# Private Sections Of Rivers & Streams?



## MAP IT (Jun 7, 2001)

Hello, I'm a new member to this site. I have been reading messages for a few days 
now and I'm wondering about these people who post, fence or chain off sections of 
streams and rivers claiming that they are private property. Does anyone know if 
this is lawful? I have never personally seen anything like this, but have read a few 
posts about it. If it's true then why does our conservation money help stock some of 
these rivers and streams? If I'm going to fish a certain river or stream that I know 
has been stocked by the DNR, I'm gong to fish! These people who think that they 
can just cut us off from certain sections are crazy! I'm certainly not paying 
conservation money for some private land owner to tell me I can't fish his or her 
river/stream frontage.
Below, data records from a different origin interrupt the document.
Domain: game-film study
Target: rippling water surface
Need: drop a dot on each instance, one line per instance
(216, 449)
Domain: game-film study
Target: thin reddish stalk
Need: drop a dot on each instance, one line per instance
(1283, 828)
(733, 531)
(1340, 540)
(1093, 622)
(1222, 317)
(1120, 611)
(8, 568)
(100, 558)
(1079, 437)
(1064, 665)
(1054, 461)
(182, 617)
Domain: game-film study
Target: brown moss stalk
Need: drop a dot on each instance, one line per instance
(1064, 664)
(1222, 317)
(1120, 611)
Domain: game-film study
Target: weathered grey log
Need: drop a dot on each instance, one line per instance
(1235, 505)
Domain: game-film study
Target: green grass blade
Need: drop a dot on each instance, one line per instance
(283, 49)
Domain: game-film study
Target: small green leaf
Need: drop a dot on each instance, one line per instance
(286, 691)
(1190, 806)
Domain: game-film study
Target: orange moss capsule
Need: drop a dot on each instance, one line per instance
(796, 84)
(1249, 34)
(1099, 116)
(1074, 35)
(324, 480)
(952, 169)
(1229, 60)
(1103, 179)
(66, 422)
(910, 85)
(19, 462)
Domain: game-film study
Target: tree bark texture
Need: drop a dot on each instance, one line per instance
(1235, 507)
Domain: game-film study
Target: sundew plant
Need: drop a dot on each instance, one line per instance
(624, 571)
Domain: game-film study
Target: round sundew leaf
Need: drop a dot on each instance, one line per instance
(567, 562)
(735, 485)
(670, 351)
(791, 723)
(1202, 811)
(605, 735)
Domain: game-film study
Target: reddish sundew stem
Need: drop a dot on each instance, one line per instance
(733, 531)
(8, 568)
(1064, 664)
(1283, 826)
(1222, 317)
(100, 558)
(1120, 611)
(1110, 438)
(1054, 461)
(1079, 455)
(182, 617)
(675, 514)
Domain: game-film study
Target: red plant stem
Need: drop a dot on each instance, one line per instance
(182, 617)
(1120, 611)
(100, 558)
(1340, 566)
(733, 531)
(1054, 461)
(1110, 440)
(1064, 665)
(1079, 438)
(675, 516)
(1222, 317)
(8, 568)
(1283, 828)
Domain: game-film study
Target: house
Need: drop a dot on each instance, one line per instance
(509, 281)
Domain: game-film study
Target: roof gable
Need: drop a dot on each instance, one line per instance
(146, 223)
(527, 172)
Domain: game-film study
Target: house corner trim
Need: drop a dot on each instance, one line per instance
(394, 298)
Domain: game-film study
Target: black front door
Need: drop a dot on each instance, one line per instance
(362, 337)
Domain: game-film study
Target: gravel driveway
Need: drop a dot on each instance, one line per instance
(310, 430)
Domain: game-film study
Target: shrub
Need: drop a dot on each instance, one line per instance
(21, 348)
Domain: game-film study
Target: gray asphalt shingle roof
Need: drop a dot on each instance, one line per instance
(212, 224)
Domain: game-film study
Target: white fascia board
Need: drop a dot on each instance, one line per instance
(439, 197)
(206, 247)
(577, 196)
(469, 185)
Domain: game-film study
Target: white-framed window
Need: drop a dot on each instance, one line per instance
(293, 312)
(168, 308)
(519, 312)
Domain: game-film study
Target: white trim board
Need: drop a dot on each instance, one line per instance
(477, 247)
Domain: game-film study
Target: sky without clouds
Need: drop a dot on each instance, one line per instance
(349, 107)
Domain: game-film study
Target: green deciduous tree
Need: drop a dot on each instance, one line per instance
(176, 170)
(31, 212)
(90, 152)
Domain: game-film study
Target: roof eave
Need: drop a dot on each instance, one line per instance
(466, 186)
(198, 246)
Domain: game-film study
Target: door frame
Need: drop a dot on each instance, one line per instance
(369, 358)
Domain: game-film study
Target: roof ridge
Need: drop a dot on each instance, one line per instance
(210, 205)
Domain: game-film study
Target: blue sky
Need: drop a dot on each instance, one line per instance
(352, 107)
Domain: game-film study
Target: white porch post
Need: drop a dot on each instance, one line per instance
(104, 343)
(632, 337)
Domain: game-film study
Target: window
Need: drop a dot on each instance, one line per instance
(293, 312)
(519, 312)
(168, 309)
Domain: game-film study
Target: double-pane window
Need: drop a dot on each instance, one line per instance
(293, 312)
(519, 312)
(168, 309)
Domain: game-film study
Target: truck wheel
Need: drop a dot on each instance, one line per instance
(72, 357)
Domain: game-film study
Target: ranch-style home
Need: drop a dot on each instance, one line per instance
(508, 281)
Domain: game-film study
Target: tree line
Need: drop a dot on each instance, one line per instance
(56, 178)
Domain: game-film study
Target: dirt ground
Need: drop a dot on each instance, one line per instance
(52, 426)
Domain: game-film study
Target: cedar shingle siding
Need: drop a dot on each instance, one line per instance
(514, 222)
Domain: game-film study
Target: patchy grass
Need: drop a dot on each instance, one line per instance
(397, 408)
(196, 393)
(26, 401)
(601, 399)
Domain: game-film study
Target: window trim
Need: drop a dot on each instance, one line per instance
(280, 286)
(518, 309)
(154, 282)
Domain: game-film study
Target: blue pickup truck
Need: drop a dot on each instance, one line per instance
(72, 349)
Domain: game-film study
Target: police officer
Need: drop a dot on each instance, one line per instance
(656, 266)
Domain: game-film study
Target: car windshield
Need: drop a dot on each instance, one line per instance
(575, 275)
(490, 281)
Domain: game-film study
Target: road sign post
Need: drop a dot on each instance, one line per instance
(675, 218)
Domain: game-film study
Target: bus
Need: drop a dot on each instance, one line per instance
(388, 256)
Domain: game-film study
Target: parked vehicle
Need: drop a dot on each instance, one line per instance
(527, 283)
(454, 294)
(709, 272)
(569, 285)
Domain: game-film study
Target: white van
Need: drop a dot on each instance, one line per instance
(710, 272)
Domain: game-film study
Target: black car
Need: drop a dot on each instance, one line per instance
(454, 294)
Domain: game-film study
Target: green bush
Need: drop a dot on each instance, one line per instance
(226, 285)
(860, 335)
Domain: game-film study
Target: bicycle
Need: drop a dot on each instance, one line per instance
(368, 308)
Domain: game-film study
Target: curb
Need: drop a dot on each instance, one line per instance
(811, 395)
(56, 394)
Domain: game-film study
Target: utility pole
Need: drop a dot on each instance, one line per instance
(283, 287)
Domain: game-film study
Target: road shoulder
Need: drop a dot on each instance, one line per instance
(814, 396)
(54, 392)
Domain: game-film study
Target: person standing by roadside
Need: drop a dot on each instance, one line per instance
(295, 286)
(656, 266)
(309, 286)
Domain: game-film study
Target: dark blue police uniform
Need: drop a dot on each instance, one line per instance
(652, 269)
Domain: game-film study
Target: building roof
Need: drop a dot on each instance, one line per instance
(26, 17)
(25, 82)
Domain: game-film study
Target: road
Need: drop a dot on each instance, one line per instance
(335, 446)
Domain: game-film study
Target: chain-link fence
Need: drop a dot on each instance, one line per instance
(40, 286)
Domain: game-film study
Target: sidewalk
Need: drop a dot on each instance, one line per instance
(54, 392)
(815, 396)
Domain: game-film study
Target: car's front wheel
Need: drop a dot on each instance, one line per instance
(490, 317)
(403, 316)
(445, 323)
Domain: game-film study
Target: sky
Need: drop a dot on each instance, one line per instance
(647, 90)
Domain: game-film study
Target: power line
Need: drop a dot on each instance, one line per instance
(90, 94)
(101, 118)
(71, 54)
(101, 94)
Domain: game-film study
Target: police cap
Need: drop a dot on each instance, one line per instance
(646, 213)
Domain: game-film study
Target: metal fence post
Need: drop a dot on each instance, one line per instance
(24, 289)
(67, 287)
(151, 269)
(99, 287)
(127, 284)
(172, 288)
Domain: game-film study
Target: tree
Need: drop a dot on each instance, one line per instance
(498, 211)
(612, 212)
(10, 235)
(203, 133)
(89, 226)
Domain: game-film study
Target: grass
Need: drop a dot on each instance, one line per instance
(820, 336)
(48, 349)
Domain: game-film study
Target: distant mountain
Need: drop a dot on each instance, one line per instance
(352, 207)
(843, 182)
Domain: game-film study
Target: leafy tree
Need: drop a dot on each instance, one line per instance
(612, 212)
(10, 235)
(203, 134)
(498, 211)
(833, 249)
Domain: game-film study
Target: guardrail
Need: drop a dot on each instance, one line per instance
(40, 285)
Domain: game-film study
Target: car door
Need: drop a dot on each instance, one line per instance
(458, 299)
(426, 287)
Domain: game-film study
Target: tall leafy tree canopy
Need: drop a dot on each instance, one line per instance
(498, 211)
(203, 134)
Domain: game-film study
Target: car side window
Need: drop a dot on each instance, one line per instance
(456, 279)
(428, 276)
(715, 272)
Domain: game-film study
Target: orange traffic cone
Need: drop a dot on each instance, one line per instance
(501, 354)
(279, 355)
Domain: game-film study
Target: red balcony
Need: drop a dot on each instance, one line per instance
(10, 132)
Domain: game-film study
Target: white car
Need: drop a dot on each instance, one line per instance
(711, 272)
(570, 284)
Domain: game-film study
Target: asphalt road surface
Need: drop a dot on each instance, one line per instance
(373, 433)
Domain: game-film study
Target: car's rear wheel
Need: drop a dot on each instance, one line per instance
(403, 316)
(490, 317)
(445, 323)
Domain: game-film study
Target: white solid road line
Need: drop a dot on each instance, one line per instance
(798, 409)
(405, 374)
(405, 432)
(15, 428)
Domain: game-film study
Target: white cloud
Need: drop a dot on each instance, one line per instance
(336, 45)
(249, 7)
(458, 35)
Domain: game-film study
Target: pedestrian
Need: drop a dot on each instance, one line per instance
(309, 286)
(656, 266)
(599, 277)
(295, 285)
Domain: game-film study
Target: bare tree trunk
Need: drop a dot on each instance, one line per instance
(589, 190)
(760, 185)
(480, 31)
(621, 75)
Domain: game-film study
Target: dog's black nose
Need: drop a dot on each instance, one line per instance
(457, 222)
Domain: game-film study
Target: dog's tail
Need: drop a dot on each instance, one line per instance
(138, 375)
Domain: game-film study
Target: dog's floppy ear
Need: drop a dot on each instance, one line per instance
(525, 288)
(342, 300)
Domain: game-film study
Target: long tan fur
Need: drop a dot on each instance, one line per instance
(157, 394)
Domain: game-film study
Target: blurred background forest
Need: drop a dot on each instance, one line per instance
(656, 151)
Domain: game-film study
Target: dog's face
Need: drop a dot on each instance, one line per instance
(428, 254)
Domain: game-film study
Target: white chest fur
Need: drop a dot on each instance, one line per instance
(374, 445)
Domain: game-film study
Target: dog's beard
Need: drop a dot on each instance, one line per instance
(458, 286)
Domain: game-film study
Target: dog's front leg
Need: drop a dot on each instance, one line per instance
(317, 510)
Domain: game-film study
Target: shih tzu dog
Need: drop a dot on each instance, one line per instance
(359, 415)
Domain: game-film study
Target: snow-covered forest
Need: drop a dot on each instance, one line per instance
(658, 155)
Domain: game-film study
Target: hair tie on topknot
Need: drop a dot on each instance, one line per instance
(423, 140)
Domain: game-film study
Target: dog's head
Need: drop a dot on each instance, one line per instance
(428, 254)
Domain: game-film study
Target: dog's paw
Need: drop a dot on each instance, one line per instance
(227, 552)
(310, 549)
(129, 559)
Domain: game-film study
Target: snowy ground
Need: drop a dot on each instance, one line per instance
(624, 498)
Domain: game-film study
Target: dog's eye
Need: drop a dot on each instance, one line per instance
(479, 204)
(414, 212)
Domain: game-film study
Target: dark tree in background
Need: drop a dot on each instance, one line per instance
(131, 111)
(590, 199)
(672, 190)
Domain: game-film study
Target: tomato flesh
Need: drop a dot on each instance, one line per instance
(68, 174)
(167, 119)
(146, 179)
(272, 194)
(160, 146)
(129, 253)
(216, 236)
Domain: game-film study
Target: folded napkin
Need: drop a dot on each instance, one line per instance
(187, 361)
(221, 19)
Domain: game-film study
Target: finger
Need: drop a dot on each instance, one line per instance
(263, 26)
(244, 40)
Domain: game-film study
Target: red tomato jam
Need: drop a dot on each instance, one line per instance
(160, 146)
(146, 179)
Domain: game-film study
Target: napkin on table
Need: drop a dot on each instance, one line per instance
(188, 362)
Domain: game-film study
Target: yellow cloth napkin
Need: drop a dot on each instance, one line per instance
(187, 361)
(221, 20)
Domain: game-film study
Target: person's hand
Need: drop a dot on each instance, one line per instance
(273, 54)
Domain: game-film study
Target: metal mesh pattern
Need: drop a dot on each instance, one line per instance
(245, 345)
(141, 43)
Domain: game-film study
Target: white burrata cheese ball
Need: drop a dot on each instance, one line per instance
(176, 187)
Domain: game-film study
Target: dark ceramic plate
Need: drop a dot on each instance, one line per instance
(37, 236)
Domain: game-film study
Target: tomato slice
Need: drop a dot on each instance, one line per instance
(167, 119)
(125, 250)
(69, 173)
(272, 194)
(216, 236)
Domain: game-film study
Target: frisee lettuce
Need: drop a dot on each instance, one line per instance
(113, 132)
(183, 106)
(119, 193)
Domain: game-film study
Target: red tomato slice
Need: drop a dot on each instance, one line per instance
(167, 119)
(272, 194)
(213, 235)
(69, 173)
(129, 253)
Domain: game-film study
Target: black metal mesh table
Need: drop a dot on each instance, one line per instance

Or what they think they own. I've been a land surveyor for 
years and have never seen one land owner owning rights to any one part of a river, 
stream or lake. If anyone can answer or give any information or thoughts about this 
issue can you please post a reply or send any information on where I can get 
answers I would appreciate it very much. Good luck if your heading out this 
weekend.


----------



## mickey (Sep 25, 2000)

I couldn't agree more. BUT, this is Rochester. (Don't take offense. I live in Rochester) People in this part of the state (and I know this is a generalization and most people on this site are not included) don'r respect or understand nature. They weren't raised to. So, by you fishing in their backyard, they lose the "norman rockwell" picture that they envision. I'm tired of it. TEAR DOWN THE WALL! Of course, I mean to take legal action to have it removed. Just like some people around here to fence off a stream. ridiculous.


----------



## Woolybugger (Feb 26, 2001)

You can lawfully fish any river that is navigable. I guess the measuring stick is if you could float a log down it. Seems reasonable since my brother and I frequently take a canoe through a couple inches of water. You have to stay in the water and can only go up to the high water mark to cross obstacles. These areas of the Paint sound like they should be legally accessable.
If you want DNR support check with Boehr under the Michigan Game Law section.


----------



## jnpcook (Jan 19, 2000)

Boeh answered this question a while ago. I will try to search and bump it back to the top. I am still trying to find out about that chain upstream of Tienken but will post when I find out.

John


----------



## Erik (Jan 17, 2000)

I believe you will find that if a landowner owns both sides of a creek or stream, and that creek or stream has not been deemed to be "navigable" by the state, then said landowner may post a fence acrossed the section that he owns. Now a person has to wonder the liability of said land owner should someone get hurt due to his fence, private land or not.


----------



## jnpcook (Jan 19, 2000)

Here is a response I got from an email I sent to Clinton Valley Trout Unlimited,

"We have been and are in contact with the DNR about this. They have advised
us that the Paint Creek in a non-navigable stream and that the landowner is
not in any violation as long as he/she owns both sides of the stream.

The only other option is to contact the landowner and ask for permission to
cross.

This has also been reported to law enforcement division of the DNR, with no
response as of yet.

Robert Bowden
President, Clinton Valley Trout Unlimited"


----------



## MAP IT (Jun 7, 2001)

Thank you. I did just that. I found almost all of the information I could ask for. I printed the 86 pages of water97 and it made for some very interesting reading.


----------